Unfolding Potential: BYU and Origami
Engineering and origami unite to advance science and technology
Who would have ever thought that origami could save lives or help technology to reach outer space? Professors and students at Brigham Young University have shown that it can. Providing more experiential learning opportunities for students is what Kevin J Worthen’s Inspired Learning fundraising initiative is all about.
In 2012, a group of BYU professors received a grant to explore the seemingly distinct fields of origami and engineering.
Origami involves movement through bending and stretching instead of joints and moving parts. Shannon Zirbel, then a BYU graduate student working with NASA’s Jet Propulsion Lab, worked to design a massive solar array capable of traveling to space compacted and then unfolding. The team worked with Robert Lang, an origami expert, to see how folding could make this vision a reality. Theirsolar array expands to 10 times its size once it is deployed. This is much cheaper for NASA, as it costs less to launch smaller objects and the array absorbs much more solar energy.
In 2015, a video highlighting the array received a great deal of attention and was awarded a People’s Choice Award by an international competition sponsored by the National Science Foundations and Popular Science.

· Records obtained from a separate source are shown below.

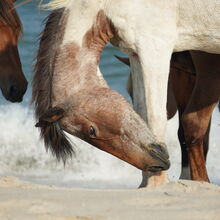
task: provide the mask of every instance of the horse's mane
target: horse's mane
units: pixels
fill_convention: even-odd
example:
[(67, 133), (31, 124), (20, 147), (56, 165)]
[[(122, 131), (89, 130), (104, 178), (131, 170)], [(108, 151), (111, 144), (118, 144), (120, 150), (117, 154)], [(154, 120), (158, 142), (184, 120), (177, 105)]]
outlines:
[[(36, 58), (33, 78), (32, 102), (35, 104), (35, 116), (40, 119), (45, 112), (52, 109), (52, 80), (56, 51), (63, 39), (63, 26), (66, 16), (64, 9), (53, 11), (45, 21), (45, 29), (40, 37), (40, 46)], [(41, 129), (46, 149), (50, 149), (57, 159), (64, 162), (73, 153), (59, 122), (48, 124)]]
[(56, 10), (60, 8), (65, 8), (72, 0), (51, 0), (47, 4), (43, 4), (41, 7), (49, 9), (49, 10)]
[(21, 34), (22, 25), (14, 5), (9, 0), (0, 0), (0, 19), (12, 27), (17, 34)]

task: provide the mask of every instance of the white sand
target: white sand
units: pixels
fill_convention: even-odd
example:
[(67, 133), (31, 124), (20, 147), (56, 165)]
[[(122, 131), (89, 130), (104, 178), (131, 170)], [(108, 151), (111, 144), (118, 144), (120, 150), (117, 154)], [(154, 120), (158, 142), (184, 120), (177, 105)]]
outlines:
[(2, 177), (0, 219), (220, 220), (220, 187), (179, 181), (156, 189), (65, 189)]

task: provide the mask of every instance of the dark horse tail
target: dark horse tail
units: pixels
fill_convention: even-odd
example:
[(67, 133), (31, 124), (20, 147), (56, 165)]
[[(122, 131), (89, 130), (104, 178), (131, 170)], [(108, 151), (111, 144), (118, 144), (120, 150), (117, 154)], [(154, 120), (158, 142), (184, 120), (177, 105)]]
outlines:
[(65, 19), (64, 9), (54, 10), (46, 19), (45, 29), (40, 37), (32, 83), (32, 102), (35, 105), (36, 119), (39, 120), (36, 127), (40, 127), (46, 149), (64, 163), (74, 151), (59, 124), (59, 119), (64, 117), (64, 111), (52, 105), (52, 84), (53, 64), (63, 38), (64, 31), (61, 29)]

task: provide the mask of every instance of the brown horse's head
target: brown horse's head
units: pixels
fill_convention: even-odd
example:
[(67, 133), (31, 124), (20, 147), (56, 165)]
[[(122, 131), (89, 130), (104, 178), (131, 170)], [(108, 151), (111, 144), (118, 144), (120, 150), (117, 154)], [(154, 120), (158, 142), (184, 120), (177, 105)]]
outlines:
[(0, 88), (11, 102), (21, 102), (27, 89), (18, 54), (21, 23), (12, 0), (0, 1)]
[(54, 131), (60, 127), (141, 170), (154, 172), (169, 168), (164, 146), (155, 142), (145, 122), (114, 90), (82, 90), (68, 103), (48, 111), (37, 124), (44, 130), (44, 139), (58, 158), (63, 157), (65, 150), (69, 153), (68, 148), (65, 149), (66, 141), (61, 135), (55, 135)]

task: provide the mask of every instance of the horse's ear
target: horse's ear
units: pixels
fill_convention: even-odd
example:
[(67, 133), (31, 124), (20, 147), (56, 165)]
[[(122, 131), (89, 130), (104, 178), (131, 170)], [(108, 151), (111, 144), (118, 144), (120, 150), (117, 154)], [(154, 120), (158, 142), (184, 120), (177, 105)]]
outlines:
[(130, 60), (129, 60), (129, 58), (127, 58), (127, 57), (119, 57), (119, 56), (116, 56), (116, 55), (115, 55), (115, 57), (116, 57), (119, 61), (121, 61), (122, 63), (124, 63), (124, 64), (130, 66)]
[(65, 115), (65, 110), (59, 106), (55, 106), (48, 109), (40, 118), (39, 122), (35, 125), (36, 127), (44, 127), (49, 124), (55, 123)]

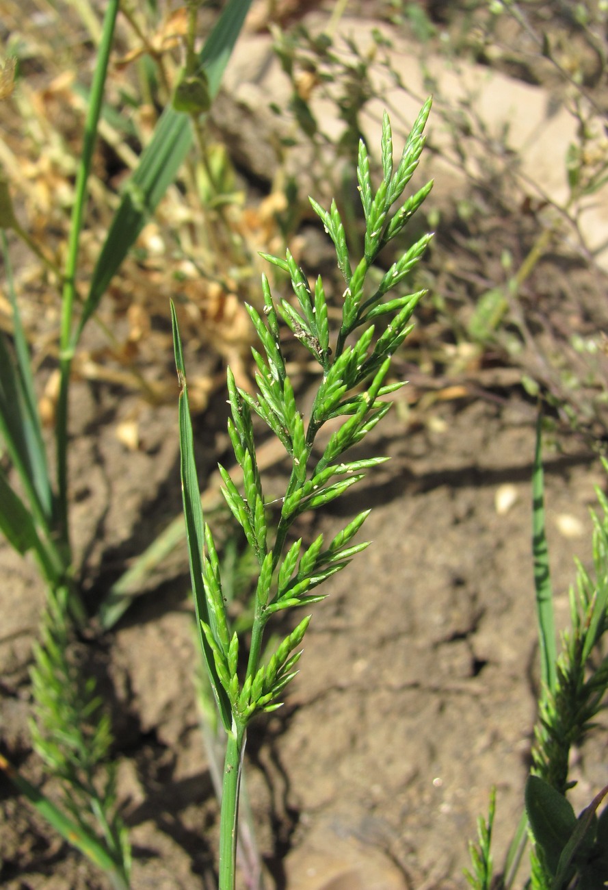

Professor Larry Howell, who mentored Zirbel on the project, said, “The most rewarding part is working with students and helping them to have these experiences. It’s different than just doing course work and doing a homework problem that tens of thousands of other students have done. It’s learning by actually doing something that has potential to make a positive difference in the world.”
And these BYU students have continued to explore uses for origami. Here are a few more of their projects:
- minimally invasive surgery equipment
- a microscopic device smaller than a needle that can insert DNA into a cell
- a bullet-proof barrier for police officers
- collapsible sterile shrouds for moveable X-ray machines in operating rooms
- changing DNA shapes for nanoelectronics
- shape-shifting radiator for NASA
In addition to the innovations that the students have already developed, they foresee origami leading to the invention of everything from folding phones, to shelters that can be used in emergency situations. The possibility of origami-inspired solutions in the medical, technological, and engineering fields is just beginning to unfold.
BYU’s work on origami-inspired research and development was even highlighted in a special episode of PBS’s Nova, “The Origami Revolution.” Watch a preview for the episode.
Howell explained that this research would not have been possible without the grants they received. Of the research experience, he also said, “BYU is an amazing environment to do these kinds of interesting, exciting, and creative types of projects. We have wonderful students and supportive administration.”
With the help of grants and faculty, BYU students will continue to investigate possibilities of applying origami in their studies.